As with any JEM-based exposure assessment, social and personal aspects of the job performance that may lead to non-uniform exposure within the occupational group cannot be measured. For example, younger workers may do more of the harder work, either by volunteer or by social convention. We also had no knowledge of prior or non-occupational exposures.
A limitation of our study is a lack of detailed covariate data. Full assessment of risk factors such as BMI, hypertension, and smoking was not possible as few measurements were available for each participant across the entire duration of the study. These factors may change considerably across a person’s lifetime.
Myopia has been identified as a risk factor for RD (22, 23), however no direct measure was available. In this study, the variable “using glasses all the time”, a limited proxy for myopia, did not appear to confound the association with heavy lifting. Additionally, prior medical diagnoses were not available and therefore any previous eye trauma, disease, or RD are unknown.
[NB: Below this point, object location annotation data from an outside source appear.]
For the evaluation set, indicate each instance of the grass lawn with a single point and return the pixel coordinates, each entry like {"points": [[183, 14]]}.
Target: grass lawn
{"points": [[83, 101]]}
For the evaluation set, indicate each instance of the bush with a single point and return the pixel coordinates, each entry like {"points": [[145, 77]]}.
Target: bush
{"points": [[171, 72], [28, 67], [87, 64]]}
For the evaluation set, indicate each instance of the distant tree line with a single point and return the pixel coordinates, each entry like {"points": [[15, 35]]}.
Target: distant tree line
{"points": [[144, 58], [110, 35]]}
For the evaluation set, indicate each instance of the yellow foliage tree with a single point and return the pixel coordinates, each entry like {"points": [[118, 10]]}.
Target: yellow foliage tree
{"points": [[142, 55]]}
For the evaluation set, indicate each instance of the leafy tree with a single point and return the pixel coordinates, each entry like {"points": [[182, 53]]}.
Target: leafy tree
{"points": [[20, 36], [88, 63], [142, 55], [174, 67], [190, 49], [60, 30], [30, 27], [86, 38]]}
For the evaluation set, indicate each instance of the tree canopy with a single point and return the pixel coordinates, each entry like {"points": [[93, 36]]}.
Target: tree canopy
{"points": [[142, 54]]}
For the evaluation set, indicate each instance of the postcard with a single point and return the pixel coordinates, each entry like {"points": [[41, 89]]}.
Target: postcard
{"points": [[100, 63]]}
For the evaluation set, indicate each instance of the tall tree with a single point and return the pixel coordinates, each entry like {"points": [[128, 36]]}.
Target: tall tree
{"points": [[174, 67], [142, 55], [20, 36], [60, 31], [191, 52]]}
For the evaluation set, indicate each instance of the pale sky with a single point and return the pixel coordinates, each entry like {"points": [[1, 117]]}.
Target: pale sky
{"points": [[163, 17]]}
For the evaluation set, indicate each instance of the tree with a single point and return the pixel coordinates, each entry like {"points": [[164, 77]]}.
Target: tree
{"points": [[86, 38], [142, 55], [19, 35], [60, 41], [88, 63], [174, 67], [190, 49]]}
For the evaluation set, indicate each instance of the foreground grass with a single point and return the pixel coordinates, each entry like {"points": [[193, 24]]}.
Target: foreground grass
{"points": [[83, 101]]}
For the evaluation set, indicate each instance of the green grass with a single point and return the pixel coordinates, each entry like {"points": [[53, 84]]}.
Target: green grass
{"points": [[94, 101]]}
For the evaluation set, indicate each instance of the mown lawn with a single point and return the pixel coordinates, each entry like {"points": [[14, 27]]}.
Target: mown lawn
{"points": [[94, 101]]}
The Bygghälsan was chosen as a potentially valuable resource for investigating the heavy lifting – RD hypothesis because of its large size, long follow-up and particularly because of the high prevalence of heavy lifting exposures in construction work. But a corollary of the frequent high exposure may be also a relatively low percentage of persons with low exposures. This may possibly explain the weak association between RD risk and the intensity of exposure (supplementary table S1). It may be that within the Bygghälsan cohort, the more important source of variability in exposure is the duration of employment rather than the particular demands of one construction job compared to another. Thus, CE (and duration) appears to be associated with RD risk, rather than a worker’s average level or intensity of heavy lifting. The cohort includes a small white-collar group of salaried workers who would have had low exposure to heavy lifting, but their usefulness as a comparison population for this study is compromised by the problem of confounding by myopia, which tends to be more prevalent among those holding non-manual jobs (12). Because this study lacks a good measure of myopia, we were unable to fully adjust for this possible source of bias.
One hypothesized biomechanical mechanism for increased RD with heavy lifting is the deformation of eye shape that may occur due to increased intraocular pressure when lifting against a closed airway. Performing strong muscular contractions with a closed airway, known as the Valsalva maneuver, is sometimes used in sport weightlifting specifically when lifting extremely heavy weights as the accompanying increase in intra-abdominal pressure is thought to provide stability to the spine (24, 25). In population-based studies of heavy lifting, it is not possible to know the frequency and degree which the Valsalva maneuver was used when lifting.
The results of this study support an association between cumulative occupational heavy lifting and RD. Many questions remain, however, about the magnitude of risk from particular levels and durations of exposure, and therefore effective prevention strategies.